Certaines des initiatives ci-dessus mentionnées ont été
utilement développées dans le cadre des contrats locaux
de sécurité, qui comprennent aujourd'hui pour la plupart
un volet consacré aux mineurs. La signature de ces contrats a permis
de développer de façon importante l'accueil de mineurs dans
les collectivités et les organismes publics, dans le cadre de mesures
de réparation ou de travaux d'intérêt général,
dont la pertinence est unanimement reconnue.
*
* *
II. - Réuni le 27 janvier 1999, le Conseil de Sécurité
Intérieure a expressément pris acte des actions engagées
et des résultats d'ores et déjà obtenus.
Vous savez que parmi les orientations arrêtées par le Conseil
de Sécurité Intérieure et mentionnées dans
le relevé de décisions que je vous ai adressé, figure
l'amélioration de l'efficacité de la réponse aux
actes de délinquance, de l'infraction à l'exécution
de la sanction.
Il convient de souligner tout l'intérêt qui s'attache, sous
l'autorité et le contrôle des procureurs de la République,
à la diversification de la réponse judiciaire en ayant recours
à l'ensemble des mesures dites de la 3ème voie (avertissement
écrit, classement sous condition, médiation pénale
et mesure de réparation).
Une mobilisation sans précédent des moyens de la direction
de la protection judiciaire de la jeunesse devrait permettre à
brève échéance d'améliorer les conditions
d'exercice dans des délais utiles de la prise en charge des mesures
éducatives.
Je vous demande, pour votre part, de porter spécialement votre
attention sur les points suivants :
L'utilisation des qualifications pénales les plus adaptées
doit être constamment recherchée par les parquets. Aussi
convient-il, notamment pour les actes s'inscrivant dans le cadre de violences
urbaines impliquant majeurs et mineurs et lorsque les éléments
recueillis au cours de l'enquête le permettent, de retenir les circonstances
aggravantes attachées à certaines infractions, telle, par
exemple, la circonstance aggravante de réunion pour de nombreuses
infractions (vol, violences, dégradations) et, plus exceptionnellement,
le recours à la circonstance de bande organisée pour les
faits de destruction d'un bien appartenant à autrui par l'effet
d'une substance explosive, aux infractions d'association de malfaiteurs
ou de participation à un attroupement armé étant
porteur d'une arme.
Il est important que l'implication des mineurs dans des bandes, qui développent
en leur sein un fort sentiment d'appartenance identitaire, puisse connaître,
suivant bien sûr la nature des faits commis, une traduction juridique
dans la poursuite engagée contre ceux qui en font partie, afin
notamment que l'action éducative entreprise intègre cette
donnée de fait souvent essentielle.
Il importe également de donner une réponse judiciaire rapide
à ce type d'agissements afin que les rivalités entre bandes,
que le moindre prétexte vient exacerber, ne dégénèrent
pas.
Par ailleurs, le Conseil de Sécurité Intérieure a
également déterminé une série d'actions tendant
à préserver l'école de la violence et de la délinquance.

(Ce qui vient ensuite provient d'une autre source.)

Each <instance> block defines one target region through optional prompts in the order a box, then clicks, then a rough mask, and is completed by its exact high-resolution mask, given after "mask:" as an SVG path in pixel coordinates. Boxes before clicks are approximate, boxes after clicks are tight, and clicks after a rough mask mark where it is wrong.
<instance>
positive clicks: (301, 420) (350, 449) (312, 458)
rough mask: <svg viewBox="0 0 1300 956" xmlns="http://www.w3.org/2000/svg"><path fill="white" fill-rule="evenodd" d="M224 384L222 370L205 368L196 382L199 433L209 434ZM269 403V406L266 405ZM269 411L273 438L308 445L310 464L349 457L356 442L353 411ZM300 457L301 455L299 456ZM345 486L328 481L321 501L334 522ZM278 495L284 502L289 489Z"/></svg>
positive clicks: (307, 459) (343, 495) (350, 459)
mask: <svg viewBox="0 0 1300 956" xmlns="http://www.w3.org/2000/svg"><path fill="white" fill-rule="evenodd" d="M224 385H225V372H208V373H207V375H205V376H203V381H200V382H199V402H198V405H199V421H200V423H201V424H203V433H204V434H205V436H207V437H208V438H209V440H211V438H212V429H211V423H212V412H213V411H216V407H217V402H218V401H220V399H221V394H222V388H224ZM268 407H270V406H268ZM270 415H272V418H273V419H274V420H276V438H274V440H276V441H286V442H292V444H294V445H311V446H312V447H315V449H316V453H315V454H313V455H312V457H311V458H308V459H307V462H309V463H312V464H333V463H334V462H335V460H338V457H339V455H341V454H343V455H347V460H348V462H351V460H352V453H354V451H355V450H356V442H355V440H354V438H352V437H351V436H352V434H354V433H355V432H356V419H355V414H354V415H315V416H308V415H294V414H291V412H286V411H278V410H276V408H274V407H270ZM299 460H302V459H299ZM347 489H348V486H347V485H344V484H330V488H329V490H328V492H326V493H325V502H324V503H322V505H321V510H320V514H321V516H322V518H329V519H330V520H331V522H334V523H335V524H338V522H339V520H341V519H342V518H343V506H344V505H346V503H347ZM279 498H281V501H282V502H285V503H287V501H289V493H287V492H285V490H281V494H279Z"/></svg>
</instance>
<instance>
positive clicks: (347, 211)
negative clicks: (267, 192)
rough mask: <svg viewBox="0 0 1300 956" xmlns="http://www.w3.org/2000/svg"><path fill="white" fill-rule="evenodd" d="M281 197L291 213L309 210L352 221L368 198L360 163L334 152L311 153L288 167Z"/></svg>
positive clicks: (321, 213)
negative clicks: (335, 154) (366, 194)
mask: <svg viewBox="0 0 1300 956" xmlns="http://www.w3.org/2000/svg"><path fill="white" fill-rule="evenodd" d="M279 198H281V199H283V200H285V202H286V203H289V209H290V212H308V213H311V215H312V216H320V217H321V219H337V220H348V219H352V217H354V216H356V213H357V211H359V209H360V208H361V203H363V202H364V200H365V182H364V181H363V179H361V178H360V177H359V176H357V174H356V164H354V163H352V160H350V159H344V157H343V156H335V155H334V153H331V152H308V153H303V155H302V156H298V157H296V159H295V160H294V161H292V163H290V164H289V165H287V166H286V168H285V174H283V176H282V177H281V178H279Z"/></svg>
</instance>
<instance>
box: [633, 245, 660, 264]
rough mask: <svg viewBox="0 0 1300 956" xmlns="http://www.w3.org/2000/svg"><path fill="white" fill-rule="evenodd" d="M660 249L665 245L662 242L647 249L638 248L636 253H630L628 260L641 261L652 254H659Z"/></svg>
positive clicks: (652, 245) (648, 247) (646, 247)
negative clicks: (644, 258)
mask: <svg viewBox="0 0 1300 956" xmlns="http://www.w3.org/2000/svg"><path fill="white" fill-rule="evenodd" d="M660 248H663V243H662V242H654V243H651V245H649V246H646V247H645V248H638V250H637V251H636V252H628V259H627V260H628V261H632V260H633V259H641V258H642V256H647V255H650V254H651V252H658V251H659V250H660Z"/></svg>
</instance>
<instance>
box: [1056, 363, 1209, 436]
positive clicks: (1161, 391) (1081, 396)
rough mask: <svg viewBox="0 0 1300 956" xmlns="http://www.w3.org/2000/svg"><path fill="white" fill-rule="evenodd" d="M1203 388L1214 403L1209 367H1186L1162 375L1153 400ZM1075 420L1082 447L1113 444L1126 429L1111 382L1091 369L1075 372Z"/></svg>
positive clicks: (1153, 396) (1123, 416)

J'insiste à cet égard sur la nécessité, lorsqu'un
enseignant est victime de violences dans l'exercice ou à l'occasion
de l'exercice de ses fonctions, de retenir dans l'acte de poursuite, comme
circonstance aggravante, la qualité de personne chargée
d'une mission de service public.
Enfin, il convient de tout mettre en oeuvre, en concertation avec les
présidents des tribunaux de grande instance, les vice-présidents
chargés des tribunaux pour enfants et les juges des enfants, pour
parvenir à un raccourcissement des délais d'audiencement
des procédures impliquant des mineurs.
Je n'ignore pas les difficultés rencontrées à cet
égard, liées à la difficulté d'organiser,
à moyens constants, des audiences supplémentaires. Je souhaite
que chacun , dans le respect de ses prérogatives, puisse répondre
à cet objectif. Il s'agit là d'un des aspects essentiels
de la politique pénale décidée par le Gouvernement,
tant il est vrai qu'une réponse tardive équivaut souvent
à une absence de prise en compte réelle de l'acte commis
par le mineur.
L'effort entrepris depuis 24 mois pour recruter de nouveaux magistrats
participe à cet objectif.
Afin de poursuivre et perfectionner les actions engagées et pour
partager les expériences de chacun, je vous invite à renouveler
les rencontres tripartites délocalisées (autorité
judiciaire, protection judiciaire de la jeunesse et administration pénitentiaire)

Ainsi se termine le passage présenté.